EC2 basically offloads a lot of the processing that an ordinary browser does at the desktop level. For example, when loading a page, a regular computer might send dozens of requests to the website in order to download all the images or Javascript files.
Mobile devices operate on slower networks and have slower processors, however, so having EC2 act as a virtual machine by doing a lot of Silk's processing theoretically makes webpages load more quickly and easily. (Whether Silk actually does speed up browsing is debatable.)
The privacy issues enter because Silk, by default, sends almost all Web traffic through Amazon's servers and keeps records of what users have been browsing. The Terms and Conditions page for Silk says the servers record the URLs of visited sites for 30 days, but doesn't say exactly what the criteria are for deleting them. (It says "generally" keeps data that long).
When Amazon introduced the Kindle Fire and Silk in September, it also said it would be routing secure Web traffic — such as communications with banking or shopping sites — through its own servers. That implied that Amazon would be recording those sessions as well.
Since then, the company has changed its privacy policy to address user concerns. The Terms and Conditions page now says that Silk "routes secure (SSL) webpage requests directly from the Kindle Fire to origin servers so they do not pass through AWS [Amazon Web Service] servers. As an additional security measure, Amazon Silk encrypts all web traffic between the Kindle Fire and our AWS infrastructure, even where traditional browsers would not encrypt."
On the brighter side, Amazon is using a new networking protocol called SPDY in the Silk browser. Originally developed by Google, SPDY (not an acronym, but an abbreviation of "speedy") offers somewhat better security than straight HTTP. Wisniewski noted that when the Fire is used on an open Wi-Fi network — as will frequently happen — the security against "man in the middle" browser-based attacks is somewhat better thanks to SPDY.
For users who are really concerned about security and privacy, it is possible to take Silk into "off cloud" mode, which largely avoids Amazon's EC2 system.
Workplace woes
Davis noted that the Kindle Fire could cause headaches for corporate IT departments.
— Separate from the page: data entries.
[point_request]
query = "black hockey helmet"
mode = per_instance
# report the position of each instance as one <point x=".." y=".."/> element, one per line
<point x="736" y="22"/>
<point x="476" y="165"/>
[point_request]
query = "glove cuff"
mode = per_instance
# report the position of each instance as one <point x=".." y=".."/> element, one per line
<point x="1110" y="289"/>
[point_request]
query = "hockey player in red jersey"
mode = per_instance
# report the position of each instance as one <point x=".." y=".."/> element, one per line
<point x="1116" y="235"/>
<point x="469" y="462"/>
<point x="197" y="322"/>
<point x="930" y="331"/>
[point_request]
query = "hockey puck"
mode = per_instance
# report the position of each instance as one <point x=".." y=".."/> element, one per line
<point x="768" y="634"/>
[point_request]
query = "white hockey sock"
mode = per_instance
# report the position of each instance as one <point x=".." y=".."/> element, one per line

Like many other mobile devices, the Fire will ask for access to company Wi-Fi networks. But unlike smartphones or even iPads, there's little case to be made that the Kindle Fire, dedicated as it is to Amazon content, can be used for work-related purposes.
The Kindle Fire's appeal lies in price and convenience. Apple's iPads are not as common as they might be because they're expensive. The Fire could be a game-changer if the low price prompts lots of people to buy them. But for office IT managers, dealing with a few iPads is one thing; having every single person in an office bring in his or her Kindle is another.
Many companies, Davis said, enforce security by trying to get control of the devices on the network — for example, by allowing only certain approved devices such as company laptops. But if lots of people begin carrying Kindle Fires, it might be easiest to simply allow everyone onto the office Wi-Fi for Internet access while barring them from internal networks.
With the Kindle Fire, "you aren't likely to need wireless access [to the company server] in the office," Davis said. (The Fire is not set up to interface with Microsoft Exchange email servers.)
Amazon has taken some steps to make the Kindle Fire more secure, and it has even managed to partly satisfy the privacy watchdog Electronic Frontier Foundation. Yet the sheer amount of information about browsing habits that the company will be collecting from Silk increases the likelihood that "anonymized" data can be traced back to individual users.
It's worth bearing in mind that the Kindle Fire isn't supposed to be a multipurpose tool the way an iPad is. Rather, the Fire is a device for selling content from Amazon. That means Amazon's first priority will be that functionality, not serving users' privacy or security needs.